Roshan Seetohul plaide également pour une roupie compétitive. « Une roupie forte n’a jamais été favorable à notre secteur.Déjà, quelques années de cela, lorsque l’euro était descendu à Rs 37-Rs 38, le secteur avait grandement souffert. Mais heureusement après, la roupie s’est vite stabilisée, ce qui a redonné confiance aux investisseurs », argue-t-il.

Main-d’oeuvre abondante

Et Charles Cartier de renchérir qu’en raison de la valeur de la roupie, des entreprises et des clients préfèrent délocaliser certaines de leurs activités vers d’autres pays où les monnaies ne sont pas fortes : « Avec la stabilité politique qui se dessine à Madagascar, beaucoup d’acteurs dans ce secteur se penchent sur la possibilité de délocaliser certaines de leurs activités hors du territoire mauricien. »
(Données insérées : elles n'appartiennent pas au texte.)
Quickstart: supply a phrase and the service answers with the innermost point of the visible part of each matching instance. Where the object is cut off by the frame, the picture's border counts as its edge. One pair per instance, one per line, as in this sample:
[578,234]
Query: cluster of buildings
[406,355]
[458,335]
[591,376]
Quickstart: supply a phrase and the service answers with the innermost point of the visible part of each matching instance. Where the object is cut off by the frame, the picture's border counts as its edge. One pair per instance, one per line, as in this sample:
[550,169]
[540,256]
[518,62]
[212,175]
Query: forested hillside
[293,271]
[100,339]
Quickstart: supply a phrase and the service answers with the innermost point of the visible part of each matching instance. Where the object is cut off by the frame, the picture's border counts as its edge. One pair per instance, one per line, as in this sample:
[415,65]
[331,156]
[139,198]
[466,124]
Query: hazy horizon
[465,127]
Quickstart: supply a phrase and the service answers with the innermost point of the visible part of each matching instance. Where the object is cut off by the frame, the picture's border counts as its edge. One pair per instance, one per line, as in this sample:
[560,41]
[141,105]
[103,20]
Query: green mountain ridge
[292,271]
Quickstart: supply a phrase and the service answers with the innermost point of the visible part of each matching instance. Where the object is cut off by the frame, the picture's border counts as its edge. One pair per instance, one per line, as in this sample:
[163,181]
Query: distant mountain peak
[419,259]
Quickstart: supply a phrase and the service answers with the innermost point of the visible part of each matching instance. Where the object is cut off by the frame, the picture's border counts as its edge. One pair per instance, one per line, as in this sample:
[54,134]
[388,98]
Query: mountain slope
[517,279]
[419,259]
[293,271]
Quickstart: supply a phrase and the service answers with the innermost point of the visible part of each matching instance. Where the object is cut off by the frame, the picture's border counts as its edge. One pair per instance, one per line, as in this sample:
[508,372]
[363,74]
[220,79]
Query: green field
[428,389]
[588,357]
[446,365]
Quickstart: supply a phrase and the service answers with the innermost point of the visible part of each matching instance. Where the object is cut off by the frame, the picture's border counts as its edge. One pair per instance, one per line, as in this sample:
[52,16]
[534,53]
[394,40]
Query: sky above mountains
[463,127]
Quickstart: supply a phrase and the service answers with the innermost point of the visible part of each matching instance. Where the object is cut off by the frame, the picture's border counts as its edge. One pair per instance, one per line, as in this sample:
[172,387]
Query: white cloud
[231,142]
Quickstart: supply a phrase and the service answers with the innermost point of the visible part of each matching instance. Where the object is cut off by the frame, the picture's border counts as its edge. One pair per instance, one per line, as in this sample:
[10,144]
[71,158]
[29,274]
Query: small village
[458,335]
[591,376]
Avis que partage Roshan Seetohul qui ajoute que les entreprises étrangères vont comparer le coût de faire du business à Maurice avec ce qui se pratique dans les autres destinations concurrentes avant de délocaliser leurs opérations. « Nous n’offrons plus les mêmes avantages en termes monétaires qu’il y a quelques années.Il faut impérativement que nous ne perdions pas notre avantage comparatif », insiste-t-il.

L’autre avantage de la Grande île sur Maurice est sans conteste son large bassin de main-d’œuvre. L’équation se complique pour Maurice quand on sait que ces trois dernières années, le secteur du BPO fait face à un manque de main-d’œuvre qualifiée. Il se voit dans l’obligation d’avoir recours à une main-d’œuvre étrangère qui coûte cher. D’autres opérateurs soutiennent que le facteur le plus important pour cette industrie est le talent. Il faut que nous en disposions en qualité et en quantité. Maurice doit produire des talents afin que nous nous retrouvions dans une situation où l’offre dépasse la demande, et non l’inverse soutient un opérateur.

Pour la main-d’œuvre, l’offre doit effectivement dépasser la demande afin de permettre aux entreprises de se développer. La croissance des entreprises du BPO a été freinée en raison du manque de ressources disponibles sur le marché. Avec une main-d’œuvre abondante, les salaires seront plus stables, ce qui maintiendra la compétitivité de Maurice.

De son côté, avec une population de plus de 22 millions d’habitants (contre 1,3 million pour Maurice), Madagascar dispose d’un bassin de main-d’œuvre significatif à bon marché qui renforce son attrait au regard des investisseurs évoluant dans les Tic-BPO.

Par ailleurs, étant un pays francophone, Madagascar reste très proche du marché français et des investisseurs francophones. Ce qui fait dire à Charles Cartier que « pour le marché francophone, nos principaux concurrents sont Madagascar et les pays du Maghreb. »

Ainsi, si des mesures ne sont pas rapidement prises par les autorités locales pour rendre ce secteur plus attrayant et compétitif, Madagascar s’imposera d’ici à quelques années comme un sérieux concurrent pour Maurice plus particulièrement sur le marché francophone.